There’s a myriad of bands that Reptar can be compared to – Animal Collective, Vampire Weekend, MGMT, even Paul Simon or shades of Elvis Costello. And that’s the real difficulty with the album; it’s very difficult to figure out what Reptar actually are apart from an amalgamation of other people’s sounds. That’s not to accuse them of anything; it seems like a very natural mistake. It’s just not particularly original.
From the 50s doo-wop influences on 'Natural Bridge' to a heartfelt lament about a girl dead in a bike accident on, er, 'Ghost Bike', Reptar have a new twist on their afrofunk synth-pop with every song. It gets to the point where they need to calm down and maybe tone down the synths a bit.
Previous EP 'Oblangle Fizz Y'all' had Reptar throwing their tunes in your face with unreserved abandon; now on 'Body Faucet' they feel polished and hyped up. There's very little feeling, aside from the surface 'let's dance' vibe – still waters run deep, but 'Body Faucet' is so rushed that there’s not much else to it.

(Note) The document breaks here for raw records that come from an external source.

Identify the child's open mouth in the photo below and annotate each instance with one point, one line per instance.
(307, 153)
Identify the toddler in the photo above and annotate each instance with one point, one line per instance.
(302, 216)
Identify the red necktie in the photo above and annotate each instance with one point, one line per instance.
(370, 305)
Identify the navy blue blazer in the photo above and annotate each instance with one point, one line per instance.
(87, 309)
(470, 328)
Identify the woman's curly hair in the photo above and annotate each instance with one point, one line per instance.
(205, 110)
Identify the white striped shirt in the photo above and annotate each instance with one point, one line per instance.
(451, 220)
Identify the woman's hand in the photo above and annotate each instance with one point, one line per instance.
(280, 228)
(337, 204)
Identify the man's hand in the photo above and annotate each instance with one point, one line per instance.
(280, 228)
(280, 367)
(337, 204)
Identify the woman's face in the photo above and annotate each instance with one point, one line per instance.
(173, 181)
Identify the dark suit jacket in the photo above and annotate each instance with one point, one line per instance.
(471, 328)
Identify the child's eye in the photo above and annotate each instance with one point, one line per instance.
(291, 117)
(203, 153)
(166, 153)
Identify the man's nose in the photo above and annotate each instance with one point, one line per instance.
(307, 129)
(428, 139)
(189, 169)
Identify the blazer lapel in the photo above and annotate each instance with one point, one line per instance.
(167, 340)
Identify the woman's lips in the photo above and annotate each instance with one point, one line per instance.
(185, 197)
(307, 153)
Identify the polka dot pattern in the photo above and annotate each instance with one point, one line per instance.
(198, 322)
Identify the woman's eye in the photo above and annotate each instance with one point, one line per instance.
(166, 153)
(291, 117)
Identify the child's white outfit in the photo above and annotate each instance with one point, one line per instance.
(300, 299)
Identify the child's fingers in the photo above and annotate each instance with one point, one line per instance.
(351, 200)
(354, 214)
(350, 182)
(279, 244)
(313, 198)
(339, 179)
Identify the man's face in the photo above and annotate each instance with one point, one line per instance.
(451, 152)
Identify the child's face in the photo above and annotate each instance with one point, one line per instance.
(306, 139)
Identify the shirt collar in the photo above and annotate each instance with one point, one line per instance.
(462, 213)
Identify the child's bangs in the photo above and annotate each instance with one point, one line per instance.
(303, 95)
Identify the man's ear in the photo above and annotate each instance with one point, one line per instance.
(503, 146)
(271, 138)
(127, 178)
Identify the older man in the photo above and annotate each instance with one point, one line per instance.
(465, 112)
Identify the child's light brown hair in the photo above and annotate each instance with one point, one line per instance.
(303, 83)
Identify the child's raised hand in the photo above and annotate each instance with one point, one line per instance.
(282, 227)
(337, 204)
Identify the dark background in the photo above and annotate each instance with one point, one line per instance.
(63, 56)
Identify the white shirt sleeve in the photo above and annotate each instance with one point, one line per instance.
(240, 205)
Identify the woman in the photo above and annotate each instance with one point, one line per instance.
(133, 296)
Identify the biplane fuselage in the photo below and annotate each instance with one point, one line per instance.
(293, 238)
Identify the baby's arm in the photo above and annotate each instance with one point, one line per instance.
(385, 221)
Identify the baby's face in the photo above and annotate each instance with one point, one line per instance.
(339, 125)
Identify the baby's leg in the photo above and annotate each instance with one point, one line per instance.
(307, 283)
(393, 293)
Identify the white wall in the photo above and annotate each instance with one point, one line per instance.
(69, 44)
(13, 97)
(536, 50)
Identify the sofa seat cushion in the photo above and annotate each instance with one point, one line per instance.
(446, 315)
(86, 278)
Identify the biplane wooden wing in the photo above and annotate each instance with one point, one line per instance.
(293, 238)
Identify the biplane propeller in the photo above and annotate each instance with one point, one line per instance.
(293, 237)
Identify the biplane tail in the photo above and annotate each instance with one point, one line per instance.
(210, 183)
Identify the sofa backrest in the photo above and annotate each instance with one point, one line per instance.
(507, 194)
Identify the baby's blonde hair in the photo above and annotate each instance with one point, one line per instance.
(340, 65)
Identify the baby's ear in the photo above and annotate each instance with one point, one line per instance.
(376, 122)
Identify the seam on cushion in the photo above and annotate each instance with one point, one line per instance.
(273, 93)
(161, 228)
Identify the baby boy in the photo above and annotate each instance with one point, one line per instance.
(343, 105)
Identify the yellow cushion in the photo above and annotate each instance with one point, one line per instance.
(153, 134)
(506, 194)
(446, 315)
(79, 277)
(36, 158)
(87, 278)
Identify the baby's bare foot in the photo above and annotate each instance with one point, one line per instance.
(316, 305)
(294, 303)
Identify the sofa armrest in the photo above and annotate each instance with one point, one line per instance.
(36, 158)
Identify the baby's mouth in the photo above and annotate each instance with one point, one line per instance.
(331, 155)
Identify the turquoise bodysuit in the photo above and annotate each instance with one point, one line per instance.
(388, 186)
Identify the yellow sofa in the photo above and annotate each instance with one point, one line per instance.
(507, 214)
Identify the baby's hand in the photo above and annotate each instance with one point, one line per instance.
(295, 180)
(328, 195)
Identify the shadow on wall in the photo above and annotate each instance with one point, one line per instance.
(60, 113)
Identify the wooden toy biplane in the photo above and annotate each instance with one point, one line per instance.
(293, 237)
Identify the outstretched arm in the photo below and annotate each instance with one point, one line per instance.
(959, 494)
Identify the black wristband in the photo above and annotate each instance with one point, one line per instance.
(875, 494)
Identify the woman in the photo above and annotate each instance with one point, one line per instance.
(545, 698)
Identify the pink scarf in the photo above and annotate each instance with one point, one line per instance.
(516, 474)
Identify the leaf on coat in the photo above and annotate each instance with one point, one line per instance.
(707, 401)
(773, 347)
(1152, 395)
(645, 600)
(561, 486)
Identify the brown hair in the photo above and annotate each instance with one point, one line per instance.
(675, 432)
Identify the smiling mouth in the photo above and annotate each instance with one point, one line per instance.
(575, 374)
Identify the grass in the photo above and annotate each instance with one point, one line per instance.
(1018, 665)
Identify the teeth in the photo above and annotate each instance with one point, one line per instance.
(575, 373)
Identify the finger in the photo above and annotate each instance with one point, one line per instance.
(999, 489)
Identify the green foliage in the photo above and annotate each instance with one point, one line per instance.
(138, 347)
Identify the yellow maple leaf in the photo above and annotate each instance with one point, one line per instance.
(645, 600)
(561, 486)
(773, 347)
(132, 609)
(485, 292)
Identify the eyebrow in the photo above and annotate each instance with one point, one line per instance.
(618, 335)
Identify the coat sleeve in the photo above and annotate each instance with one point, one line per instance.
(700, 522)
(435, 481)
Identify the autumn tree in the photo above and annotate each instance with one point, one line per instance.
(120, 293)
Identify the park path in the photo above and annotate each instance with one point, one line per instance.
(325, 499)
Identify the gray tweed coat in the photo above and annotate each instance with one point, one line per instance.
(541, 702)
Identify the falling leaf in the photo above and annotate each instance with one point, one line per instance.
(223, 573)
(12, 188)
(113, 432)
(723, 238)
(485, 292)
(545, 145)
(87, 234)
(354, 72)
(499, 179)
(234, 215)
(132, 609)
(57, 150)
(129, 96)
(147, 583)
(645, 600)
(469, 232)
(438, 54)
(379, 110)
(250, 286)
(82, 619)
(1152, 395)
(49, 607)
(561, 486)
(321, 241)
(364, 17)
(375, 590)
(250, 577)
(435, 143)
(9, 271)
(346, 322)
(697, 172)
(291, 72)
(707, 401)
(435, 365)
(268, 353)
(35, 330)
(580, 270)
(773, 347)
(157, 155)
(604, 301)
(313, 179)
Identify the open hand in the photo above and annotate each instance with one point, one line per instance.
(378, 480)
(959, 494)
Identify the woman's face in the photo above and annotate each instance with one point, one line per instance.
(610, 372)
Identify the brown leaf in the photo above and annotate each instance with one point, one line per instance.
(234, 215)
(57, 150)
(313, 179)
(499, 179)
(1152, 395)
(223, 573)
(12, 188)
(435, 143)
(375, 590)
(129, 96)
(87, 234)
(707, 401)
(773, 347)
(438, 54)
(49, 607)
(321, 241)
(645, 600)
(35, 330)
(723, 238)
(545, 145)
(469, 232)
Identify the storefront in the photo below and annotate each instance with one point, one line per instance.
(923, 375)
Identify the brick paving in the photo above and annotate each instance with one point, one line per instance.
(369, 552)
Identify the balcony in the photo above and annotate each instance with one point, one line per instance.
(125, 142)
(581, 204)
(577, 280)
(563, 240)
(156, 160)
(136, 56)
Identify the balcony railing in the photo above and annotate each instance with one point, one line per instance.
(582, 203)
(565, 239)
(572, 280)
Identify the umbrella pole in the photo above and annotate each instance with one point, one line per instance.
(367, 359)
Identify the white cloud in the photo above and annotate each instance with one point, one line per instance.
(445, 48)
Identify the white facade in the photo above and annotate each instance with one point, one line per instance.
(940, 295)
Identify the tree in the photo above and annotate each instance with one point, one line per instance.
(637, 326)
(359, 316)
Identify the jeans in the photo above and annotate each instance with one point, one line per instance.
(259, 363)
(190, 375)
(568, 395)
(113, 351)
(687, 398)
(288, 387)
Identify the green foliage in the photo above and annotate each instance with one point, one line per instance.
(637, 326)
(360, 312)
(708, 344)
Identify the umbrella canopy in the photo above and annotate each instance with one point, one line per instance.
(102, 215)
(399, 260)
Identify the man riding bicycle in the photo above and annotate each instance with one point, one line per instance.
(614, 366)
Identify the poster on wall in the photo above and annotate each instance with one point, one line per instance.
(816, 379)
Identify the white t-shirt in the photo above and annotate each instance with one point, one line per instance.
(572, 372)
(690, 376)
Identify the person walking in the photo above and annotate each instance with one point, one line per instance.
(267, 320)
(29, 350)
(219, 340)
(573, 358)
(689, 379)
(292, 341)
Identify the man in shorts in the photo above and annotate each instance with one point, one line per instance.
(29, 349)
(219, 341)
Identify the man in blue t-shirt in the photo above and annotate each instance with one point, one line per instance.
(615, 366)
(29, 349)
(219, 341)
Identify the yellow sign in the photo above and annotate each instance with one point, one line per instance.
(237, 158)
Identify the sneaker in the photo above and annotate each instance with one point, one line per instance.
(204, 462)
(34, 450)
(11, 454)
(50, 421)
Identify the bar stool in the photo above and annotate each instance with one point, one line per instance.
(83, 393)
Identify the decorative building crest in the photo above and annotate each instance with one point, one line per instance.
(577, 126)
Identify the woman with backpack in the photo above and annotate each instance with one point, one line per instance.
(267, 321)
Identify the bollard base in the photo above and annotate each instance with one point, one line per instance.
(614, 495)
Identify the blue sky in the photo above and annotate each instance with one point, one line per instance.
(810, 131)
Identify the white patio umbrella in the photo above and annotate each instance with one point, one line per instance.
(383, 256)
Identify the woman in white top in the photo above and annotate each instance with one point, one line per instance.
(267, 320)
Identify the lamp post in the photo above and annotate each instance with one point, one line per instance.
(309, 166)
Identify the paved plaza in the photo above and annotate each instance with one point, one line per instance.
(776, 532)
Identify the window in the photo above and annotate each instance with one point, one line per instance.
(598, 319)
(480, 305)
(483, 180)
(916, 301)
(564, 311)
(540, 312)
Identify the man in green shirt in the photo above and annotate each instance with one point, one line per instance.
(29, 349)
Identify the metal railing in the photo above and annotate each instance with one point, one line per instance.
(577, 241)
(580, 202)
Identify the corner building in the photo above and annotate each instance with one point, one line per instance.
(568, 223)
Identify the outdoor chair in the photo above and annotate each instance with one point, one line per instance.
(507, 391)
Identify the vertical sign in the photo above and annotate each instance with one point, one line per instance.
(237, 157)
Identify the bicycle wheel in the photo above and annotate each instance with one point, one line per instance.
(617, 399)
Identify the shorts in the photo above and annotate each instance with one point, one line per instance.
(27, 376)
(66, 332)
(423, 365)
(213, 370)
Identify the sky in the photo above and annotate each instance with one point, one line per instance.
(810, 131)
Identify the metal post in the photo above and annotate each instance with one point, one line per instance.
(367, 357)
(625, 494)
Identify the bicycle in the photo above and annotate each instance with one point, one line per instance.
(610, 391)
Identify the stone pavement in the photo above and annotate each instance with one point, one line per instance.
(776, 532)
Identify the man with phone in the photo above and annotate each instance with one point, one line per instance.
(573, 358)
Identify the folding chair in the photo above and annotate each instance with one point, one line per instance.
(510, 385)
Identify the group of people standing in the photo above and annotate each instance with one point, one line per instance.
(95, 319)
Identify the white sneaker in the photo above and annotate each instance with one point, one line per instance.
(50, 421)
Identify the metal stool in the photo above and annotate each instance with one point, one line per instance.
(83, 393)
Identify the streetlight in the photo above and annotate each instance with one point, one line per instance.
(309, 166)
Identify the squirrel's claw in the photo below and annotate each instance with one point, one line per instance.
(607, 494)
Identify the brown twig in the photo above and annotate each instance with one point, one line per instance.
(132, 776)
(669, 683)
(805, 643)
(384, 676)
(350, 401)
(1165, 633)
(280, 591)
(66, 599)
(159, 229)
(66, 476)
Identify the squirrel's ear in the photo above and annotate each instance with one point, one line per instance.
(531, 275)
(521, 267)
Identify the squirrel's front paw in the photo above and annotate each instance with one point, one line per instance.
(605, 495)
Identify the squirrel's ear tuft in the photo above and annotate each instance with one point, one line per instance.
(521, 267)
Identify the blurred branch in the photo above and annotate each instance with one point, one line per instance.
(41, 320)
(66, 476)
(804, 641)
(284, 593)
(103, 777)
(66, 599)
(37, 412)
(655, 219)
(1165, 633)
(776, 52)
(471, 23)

That aside, the album isn't bad. It's fun and dancey and it's easy to hear why Reptar are so known for their live shows – if the songs were live and the energy dialled up by fifty per cent or so then it'd be a whirlwind of glorious dance pop. It feels like Reptar's live show reputation just hasn’t translated well enough to the album; 'Houseboat Babies' finds singer Graham Ulicny asking 'Can you feel it?' and being answered by a chorus of 'Yes, I can feel it!'. Live, this would be an enthused highlight of the show but on CD it just feels tired and obvious.
Final track 'Water Runs' at least ends the album on the same high note that shines through the album. It's impossible not to enjoy at least one song, and the band are so clearly enjoying themselves that music aside, it'll make you smile to yourself. If you like Vampire Weekend, you’ll love this.